過払い事典
過払いによる債務額の圧縮
過払いが発生していた場合は、過払い分を債務の元本から差し引くというのが債務整理の基本です。その上で債務元本以上に過払い金がある場合は、さらに消費者金融など債権者に過払い金返還請求を行います。このように利息制限法に基づいて現在の債務元本を利息制限法上の元本に計算し直すことを「金利の引き直し」と言います。
債務整理の中でこの金利の引き直しによる債務整理を行っているのが、「特定調停」と「任意整理」です。
大まかな計算になりますが、消費者金融から29.2%の金利で50万円を借りて5年間返済し続けてきた場合、過払い分で借金はほとんどゼロに近くなります。
昔の高い金利で長期間返済している債務がある場合は、債務整理を行うと金利の引き直しで借金がゼロになったり、過払い金が返還されるケースがあります。
過払い分の返還まで望まなくても、借金がゼロになる場合もありますから債務整理を検討してみる価値はあります。
ただし、債務整理を行うと、信用情報に金融事故歴が記載され、この記載が消えるまでの7年前後は、新たに融資を受けたり、クレジットカードで商品を購入することが出来なくなります。
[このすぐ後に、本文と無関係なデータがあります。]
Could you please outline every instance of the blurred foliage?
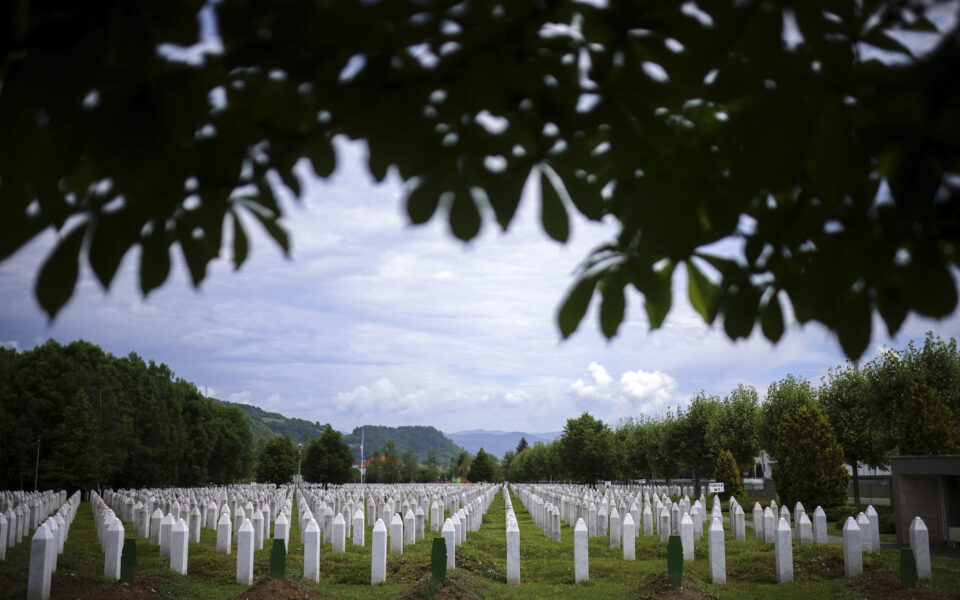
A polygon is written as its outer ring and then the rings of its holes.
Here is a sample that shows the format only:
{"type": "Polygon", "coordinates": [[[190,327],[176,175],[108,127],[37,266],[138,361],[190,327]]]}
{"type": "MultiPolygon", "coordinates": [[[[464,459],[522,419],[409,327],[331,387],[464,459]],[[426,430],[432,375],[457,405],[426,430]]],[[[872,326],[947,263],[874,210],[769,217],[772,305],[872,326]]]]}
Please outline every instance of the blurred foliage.
{"type": "Polygon", "coordinates": [[[463,240],[507,228],[528,180],[558,241],[573,212],[618,223],[563,336],[597,296],[615,335],[627,288],[660,326],[678,271],[730,338],[777,341],[792,315],[850,357],[875,314],[892,334],[956,307],[960,35],[931,21],[955,2],[232,0],[198,43],[203,5],[0,9],[0,260],[58,232],[51,317],[81,259],[109,287],[136,248],[147,294],[172,252],[194,285],[224,247],[242,265],[252,223],[287,252],[278,199],[301,159],[333,172],[338,135],[405,182],[412,222],[463,240]],[[902,34],[923,33],[915,56],[902,34]]]}

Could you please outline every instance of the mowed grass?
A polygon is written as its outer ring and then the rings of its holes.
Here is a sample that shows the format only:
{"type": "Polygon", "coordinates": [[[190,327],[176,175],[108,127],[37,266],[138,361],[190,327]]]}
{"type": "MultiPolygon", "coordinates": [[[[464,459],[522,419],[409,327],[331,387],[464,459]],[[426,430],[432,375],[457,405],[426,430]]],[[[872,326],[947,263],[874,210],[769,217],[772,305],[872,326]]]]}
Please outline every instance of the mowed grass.
{"type": "MultiPolygon", "coordinates": [[[[448,572],[441,586],[430,578],[430,551],[435,533],[406,546],[403,555],[388,555],[387,581],[370,586],[370,540],[372,524],[366,527],[366,545],[333,554],[330,545],[321,547],[319,583],[306,581],[303,574],[303,543],[294,506],[286,582],[299,598],[652,598],[667,589],[666,544],[656,536],[636,541],[636,561],[622,560],[622,550],[610,548],[606,539],[591,538],[590,580],[574,584],[573,530],[564,524],[561,541],[547,539],[531,516],[512,496],[520,525],[521,584],[506,583],[505,514],[502,494],[497,494],[478,532],[470,532],[457,548],[457,568],[448,572]]],[[[132,527],[126,524],[128,535],[132,527]]],[[[752,538],[745,542],[726,536],[727,584],[710,582],[706,536],[696,546],[695,560],[684,565],[684,587],[704,597],[723,598],[875,598],[880,586],[899,585],[899,555],[884,550],[880,555],[864,554],[864,575],[843,577],[843,555],[838,545],[809,545],[794,548],[794,577],[790,584],[776,583],[773,544],[752,538]]],[[[254,578],[264,581],[270,572],[269,543],[254,558],[254,578]]],[[[159,548],[138,540],[136,585],[141,592],[161,598],[234,598],[247,590],[234,583],[236,554],[217,554],[216,533],[204,529],[199,544],[190,544],[188,574],[169,569],[169,559],[159,548]]],[[[235,547],[234,547],[235,552],[235,547]]],[[[8,550],[0,562],[0,597],[25,598],[29,570],[29,541],[8,550]]],[[[118,586],[103,577],[100,552],[88,503],[80,506],[70,537],[53,576],[54,598],[96,598],[118,586]]],[[[928,586],[948,598],[960,598],[960,561],[934,557],[933,582],[928,586]]]]}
もちろん新たにクレジットカードを作ることも出来ません。
金利の引き直しの計算は自分で行うことも出来ますが、借入額、金利、返済年数といった簡単な情報を入力するだけで金利の引き直しの計算が行えるウェブページがインターネットを検索すると出てきます。こうしたツールで自分の借金が過払いでどの程度圧縮されるか調べてみることも可能です。